2-) Kelamın (yani Kur’an’ın) sahibini ruhen büyütmektir. Kur’an okumaya başlayan kimsenin önceden kalbine Kur’an’ın sahibinin büyüklüğünü yerleştirmesi, okuduğu şeyin insan kelamı olmadığının şuuruna ermesi gerekir. Kur’an sahibinin yüceliği ise, onun sıfatları, celal ve fiilleri hususunda düşünülmedikçe kalbe yerleşmez.
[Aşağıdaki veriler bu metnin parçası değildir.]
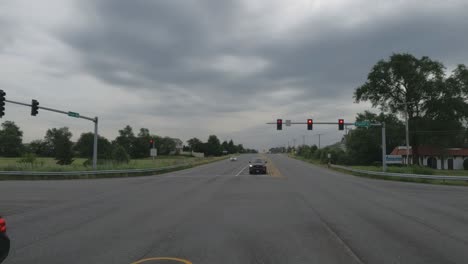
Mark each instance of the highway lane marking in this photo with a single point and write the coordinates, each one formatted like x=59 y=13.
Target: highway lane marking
x=273 y=171
x=163 y=258
x=242 y=170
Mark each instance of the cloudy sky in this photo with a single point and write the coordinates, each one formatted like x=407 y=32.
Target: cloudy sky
x=186 y=68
Kur’an okuyanın sinesinde arş, kürsi, gökler, yerler ve bunlar arasında bulunan cinler, insanlar, canlı ve cansız bütün yaratıklar hazır olup yerleştiklerinde, okuyucu bütün bunların yaratıcılarının, hakimlerinin, rızık verenlerinin bir olduğunu, hepsinin onun kudret elinde bulunduklarını, onun faziletiyle rahmeti, azabıyla kahrı arasında dönüp dolaştıklarını, eğer nimet verirse fazlından, azad ederse adaletinin gereği olarak azad ettiğini bilip idrak ettiği ve bunlara benzer hususlarda düşündüğü vakit Kur’an sahibinin yüceliği zihninde yerleşmiş olmakla bunun akabinde Kur’an’ın yüceliği de yerleşecektir.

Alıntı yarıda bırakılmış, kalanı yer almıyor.